Los tratadistas medievales consideraban la primavera como el mejor momento para procrear por su condición de estación cálida y húmeda, aunque el invierno era más propicio para la iniciativa del hombre. No obstante, el calendario cristiano estaba plagado de minas. Los domingos, los sábados (días de preparación) y una gran cantidad de fiestas religiosas estaba prohibido por la Iglesia mantener relaciones. Lo mismo ocurría con la menstruación, tiempo en el que se consideraba que la mujer estaba contaminada.

Más allá de la cuestión religiosa, la ciencia médica consideraba que el celibato provocaba la enfermedad de la melancolía y provocaba el estancamiento del semen, que se pudre y produce emanaciones mortales, por lo que se prescribía mantener sexo con frecuencia. Qusta Ibn Luqa, médico y filósofo sirio, tradujo en el siglo X un texto griego que se refería a los estados de histeria en la que se podían sumir las mujeres que no mantuvieron relaciones en mucho tiempo. El origen de esta histeria era la continencia sexual: «Sobreviene cuando las mujeres se ven privadas de la unión con el hombre: el esperma aumenta, se corrompe y se convierte en algo parecido a un veneno».

En caso de síncope por falta de sexo, los tratadistas medievales recomendaban que la comadrona introdujera un dedo impregnado de aceite de oliva o de laurel en la matriz y lo agitara fuertemente.
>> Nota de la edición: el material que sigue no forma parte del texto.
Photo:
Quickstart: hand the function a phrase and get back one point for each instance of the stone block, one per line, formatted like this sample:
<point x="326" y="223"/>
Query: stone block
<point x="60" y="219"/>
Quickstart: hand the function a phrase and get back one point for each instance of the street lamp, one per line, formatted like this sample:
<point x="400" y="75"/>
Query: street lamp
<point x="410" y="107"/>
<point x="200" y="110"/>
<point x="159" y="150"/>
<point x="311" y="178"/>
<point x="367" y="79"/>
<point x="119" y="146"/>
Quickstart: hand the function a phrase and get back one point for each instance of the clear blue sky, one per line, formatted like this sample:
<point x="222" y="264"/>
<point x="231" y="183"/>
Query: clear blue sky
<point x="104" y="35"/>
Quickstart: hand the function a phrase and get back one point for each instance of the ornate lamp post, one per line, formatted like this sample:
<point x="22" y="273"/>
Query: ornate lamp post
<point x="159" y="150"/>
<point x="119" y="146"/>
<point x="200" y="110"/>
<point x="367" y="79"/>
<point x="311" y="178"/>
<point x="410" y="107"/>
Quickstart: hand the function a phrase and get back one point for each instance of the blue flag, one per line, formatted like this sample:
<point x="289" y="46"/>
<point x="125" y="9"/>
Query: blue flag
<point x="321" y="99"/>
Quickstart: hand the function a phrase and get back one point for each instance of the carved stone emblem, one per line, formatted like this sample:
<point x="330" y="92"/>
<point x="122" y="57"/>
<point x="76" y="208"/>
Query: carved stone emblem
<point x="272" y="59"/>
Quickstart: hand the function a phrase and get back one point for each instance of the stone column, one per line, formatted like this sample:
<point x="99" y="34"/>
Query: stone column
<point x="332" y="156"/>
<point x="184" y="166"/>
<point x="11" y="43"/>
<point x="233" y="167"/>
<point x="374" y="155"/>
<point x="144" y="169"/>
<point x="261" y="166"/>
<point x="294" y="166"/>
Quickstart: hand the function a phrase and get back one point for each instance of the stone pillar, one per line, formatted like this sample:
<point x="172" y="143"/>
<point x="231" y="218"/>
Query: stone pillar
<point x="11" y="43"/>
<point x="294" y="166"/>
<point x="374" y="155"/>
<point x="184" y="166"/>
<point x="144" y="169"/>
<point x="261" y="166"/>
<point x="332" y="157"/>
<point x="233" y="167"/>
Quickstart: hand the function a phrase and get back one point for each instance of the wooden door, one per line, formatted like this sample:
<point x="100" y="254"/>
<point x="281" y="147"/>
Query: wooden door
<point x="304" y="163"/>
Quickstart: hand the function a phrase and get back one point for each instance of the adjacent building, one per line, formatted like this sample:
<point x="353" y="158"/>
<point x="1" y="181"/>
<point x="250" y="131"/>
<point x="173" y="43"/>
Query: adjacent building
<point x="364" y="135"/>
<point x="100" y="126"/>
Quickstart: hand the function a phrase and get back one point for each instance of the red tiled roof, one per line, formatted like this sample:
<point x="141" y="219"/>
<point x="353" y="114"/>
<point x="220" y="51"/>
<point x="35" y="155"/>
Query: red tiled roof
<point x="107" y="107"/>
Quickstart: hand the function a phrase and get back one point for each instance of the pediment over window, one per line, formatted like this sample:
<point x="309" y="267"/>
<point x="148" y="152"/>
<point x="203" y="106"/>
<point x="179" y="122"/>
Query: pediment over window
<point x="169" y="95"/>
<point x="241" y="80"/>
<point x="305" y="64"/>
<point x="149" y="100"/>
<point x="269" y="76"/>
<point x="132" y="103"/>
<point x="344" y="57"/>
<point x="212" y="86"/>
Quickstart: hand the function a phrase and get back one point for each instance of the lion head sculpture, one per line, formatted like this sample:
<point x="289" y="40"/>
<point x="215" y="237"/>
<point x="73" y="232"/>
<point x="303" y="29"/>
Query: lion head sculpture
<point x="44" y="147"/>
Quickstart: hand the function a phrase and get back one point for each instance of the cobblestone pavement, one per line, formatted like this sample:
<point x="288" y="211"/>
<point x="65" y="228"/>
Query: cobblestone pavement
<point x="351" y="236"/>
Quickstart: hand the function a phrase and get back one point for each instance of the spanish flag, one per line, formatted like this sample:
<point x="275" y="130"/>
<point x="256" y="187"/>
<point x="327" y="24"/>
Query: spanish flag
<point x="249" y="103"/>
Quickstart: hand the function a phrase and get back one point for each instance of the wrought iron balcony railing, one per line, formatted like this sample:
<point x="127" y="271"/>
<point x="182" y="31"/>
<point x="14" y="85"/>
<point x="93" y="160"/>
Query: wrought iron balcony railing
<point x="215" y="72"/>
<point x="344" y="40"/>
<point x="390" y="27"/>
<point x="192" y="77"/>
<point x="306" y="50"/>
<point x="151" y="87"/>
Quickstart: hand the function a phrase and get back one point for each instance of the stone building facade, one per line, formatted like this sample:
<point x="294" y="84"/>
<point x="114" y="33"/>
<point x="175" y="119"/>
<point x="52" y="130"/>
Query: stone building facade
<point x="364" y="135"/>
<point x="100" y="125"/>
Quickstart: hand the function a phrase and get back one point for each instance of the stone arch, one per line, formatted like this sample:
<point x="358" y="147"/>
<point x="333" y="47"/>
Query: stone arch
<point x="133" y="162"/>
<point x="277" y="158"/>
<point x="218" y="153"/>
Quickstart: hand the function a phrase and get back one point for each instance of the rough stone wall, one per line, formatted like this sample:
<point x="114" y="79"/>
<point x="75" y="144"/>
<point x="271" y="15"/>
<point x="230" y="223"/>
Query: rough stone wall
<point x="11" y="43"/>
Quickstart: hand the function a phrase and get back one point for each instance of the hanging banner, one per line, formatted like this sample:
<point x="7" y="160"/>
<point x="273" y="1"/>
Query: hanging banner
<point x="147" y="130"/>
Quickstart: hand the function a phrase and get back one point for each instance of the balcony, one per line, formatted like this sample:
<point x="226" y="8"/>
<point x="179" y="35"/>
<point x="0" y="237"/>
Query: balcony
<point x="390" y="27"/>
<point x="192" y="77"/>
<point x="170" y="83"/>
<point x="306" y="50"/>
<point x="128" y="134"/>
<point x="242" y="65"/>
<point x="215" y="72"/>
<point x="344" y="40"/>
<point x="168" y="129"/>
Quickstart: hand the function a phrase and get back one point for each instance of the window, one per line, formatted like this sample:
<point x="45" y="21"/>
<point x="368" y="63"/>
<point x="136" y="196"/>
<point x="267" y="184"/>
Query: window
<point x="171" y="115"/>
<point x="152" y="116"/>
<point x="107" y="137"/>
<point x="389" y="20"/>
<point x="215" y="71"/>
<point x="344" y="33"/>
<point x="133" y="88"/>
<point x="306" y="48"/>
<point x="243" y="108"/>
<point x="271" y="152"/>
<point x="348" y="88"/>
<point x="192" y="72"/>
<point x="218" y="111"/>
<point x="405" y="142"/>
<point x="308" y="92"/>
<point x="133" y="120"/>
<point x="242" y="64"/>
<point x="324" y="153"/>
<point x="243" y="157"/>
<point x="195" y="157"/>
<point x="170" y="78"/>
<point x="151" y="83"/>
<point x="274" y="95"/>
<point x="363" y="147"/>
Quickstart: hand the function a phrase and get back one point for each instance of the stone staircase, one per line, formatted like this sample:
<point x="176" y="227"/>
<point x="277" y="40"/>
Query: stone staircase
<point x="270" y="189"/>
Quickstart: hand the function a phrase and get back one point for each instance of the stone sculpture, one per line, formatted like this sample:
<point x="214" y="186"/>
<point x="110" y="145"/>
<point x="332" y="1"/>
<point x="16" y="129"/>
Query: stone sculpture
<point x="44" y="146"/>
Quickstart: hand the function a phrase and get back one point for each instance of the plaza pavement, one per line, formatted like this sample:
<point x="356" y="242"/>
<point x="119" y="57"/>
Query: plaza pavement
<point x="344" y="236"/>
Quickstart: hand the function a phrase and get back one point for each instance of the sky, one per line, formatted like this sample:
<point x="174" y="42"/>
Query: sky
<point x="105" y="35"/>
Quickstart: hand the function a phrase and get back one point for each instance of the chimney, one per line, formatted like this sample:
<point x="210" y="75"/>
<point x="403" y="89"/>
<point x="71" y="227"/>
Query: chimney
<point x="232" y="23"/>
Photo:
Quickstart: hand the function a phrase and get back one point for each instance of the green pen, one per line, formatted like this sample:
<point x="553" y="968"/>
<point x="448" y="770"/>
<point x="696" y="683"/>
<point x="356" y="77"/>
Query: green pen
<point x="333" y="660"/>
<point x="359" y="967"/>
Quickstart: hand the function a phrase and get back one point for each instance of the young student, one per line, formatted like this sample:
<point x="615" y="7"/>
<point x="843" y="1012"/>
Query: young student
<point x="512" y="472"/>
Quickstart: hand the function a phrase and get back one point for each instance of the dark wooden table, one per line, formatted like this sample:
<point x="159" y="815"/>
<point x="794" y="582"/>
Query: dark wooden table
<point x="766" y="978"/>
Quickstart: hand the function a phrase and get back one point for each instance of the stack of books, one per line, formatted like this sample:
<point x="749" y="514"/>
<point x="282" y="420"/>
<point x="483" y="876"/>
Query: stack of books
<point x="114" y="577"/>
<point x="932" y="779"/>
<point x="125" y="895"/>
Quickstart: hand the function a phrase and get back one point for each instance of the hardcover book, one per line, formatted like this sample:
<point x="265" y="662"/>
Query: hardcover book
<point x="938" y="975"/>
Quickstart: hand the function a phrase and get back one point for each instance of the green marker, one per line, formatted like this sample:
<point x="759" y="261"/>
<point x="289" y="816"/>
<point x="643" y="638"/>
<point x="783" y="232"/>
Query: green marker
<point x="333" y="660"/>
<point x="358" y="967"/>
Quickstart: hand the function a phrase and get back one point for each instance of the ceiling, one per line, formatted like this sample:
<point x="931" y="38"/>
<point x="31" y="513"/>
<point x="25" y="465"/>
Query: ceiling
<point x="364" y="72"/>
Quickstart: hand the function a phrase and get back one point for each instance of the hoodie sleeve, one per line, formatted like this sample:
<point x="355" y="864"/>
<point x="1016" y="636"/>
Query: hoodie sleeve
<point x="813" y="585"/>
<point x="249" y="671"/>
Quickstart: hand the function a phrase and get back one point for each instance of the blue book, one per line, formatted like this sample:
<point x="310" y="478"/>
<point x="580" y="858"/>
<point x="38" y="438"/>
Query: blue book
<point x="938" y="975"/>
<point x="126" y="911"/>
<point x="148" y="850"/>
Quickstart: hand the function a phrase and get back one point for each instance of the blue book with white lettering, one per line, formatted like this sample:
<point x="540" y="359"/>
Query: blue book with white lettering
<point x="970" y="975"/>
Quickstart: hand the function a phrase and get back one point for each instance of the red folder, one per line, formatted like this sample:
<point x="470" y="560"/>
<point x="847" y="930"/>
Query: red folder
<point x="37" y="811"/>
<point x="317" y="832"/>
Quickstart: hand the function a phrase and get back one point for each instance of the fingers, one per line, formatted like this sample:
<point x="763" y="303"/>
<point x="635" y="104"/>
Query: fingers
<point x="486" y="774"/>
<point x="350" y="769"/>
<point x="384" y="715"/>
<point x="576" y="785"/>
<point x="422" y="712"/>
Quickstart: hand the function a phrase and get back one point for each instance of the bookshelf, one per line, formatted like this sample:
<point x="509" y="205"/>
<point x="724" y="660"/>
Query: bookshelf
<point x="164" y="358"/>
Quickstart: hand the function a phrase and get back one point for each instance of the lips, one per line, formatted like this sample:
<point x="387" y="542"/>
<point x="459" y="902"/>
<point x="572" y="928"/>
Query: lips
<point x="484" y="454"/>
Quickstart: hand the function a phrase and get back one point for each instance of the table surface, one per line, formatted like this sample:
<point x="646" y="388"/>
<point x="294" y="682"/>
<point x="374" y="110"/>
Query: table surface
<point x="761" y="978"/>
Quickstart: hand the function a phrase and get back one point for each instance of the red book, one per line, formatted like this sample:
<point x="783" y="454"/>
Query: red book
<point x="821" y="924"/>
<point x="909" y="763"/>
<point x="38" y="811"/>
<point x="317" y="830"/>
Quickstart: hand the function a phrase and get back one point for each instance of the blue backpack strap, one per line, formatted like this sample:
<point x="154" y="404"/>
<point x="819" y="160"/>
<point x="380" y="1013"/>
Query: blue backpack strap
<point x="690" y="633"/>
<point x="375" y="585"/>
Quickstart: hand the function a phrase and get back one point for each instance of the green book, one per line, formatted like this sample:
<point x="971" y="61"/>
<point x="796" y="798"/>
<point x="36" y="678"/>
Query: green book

La homosexualidad se consideraba una rotura de las leyes de la naturaleza y una corrupción de las almas. La sodomía era la acusación que se usaba contra los homosexuales que llevaban a término sus relaciones, una condición cuya persecución se intensificó en Europa a partir del siglo XIII a cargo principalmente de las autoridades municipales y seculares. «La homosexualidad pasa de ser una conducta sexual contra la naturaleza a ser considerado como una actitud y una mentalidad contra la misma religión y la sociedad como tal». Fue esta la acusación que se usó para exterminar a los cátaros, atacar a los templarios y expropiar a grandes nobles a los que no se podía acusar de otra cosa. Las condenas más duras iban hasta las penas de hoguera, castración o a ser enterrados vivos.

La homosexualidad femenina, por su parte, apenas merece atención para los autores medievales y, curiosamente en el caso del ‘Canon’ de Avicena, lo aprecia como un juego sexual complementario, consecuencia de la insatisfacción marital.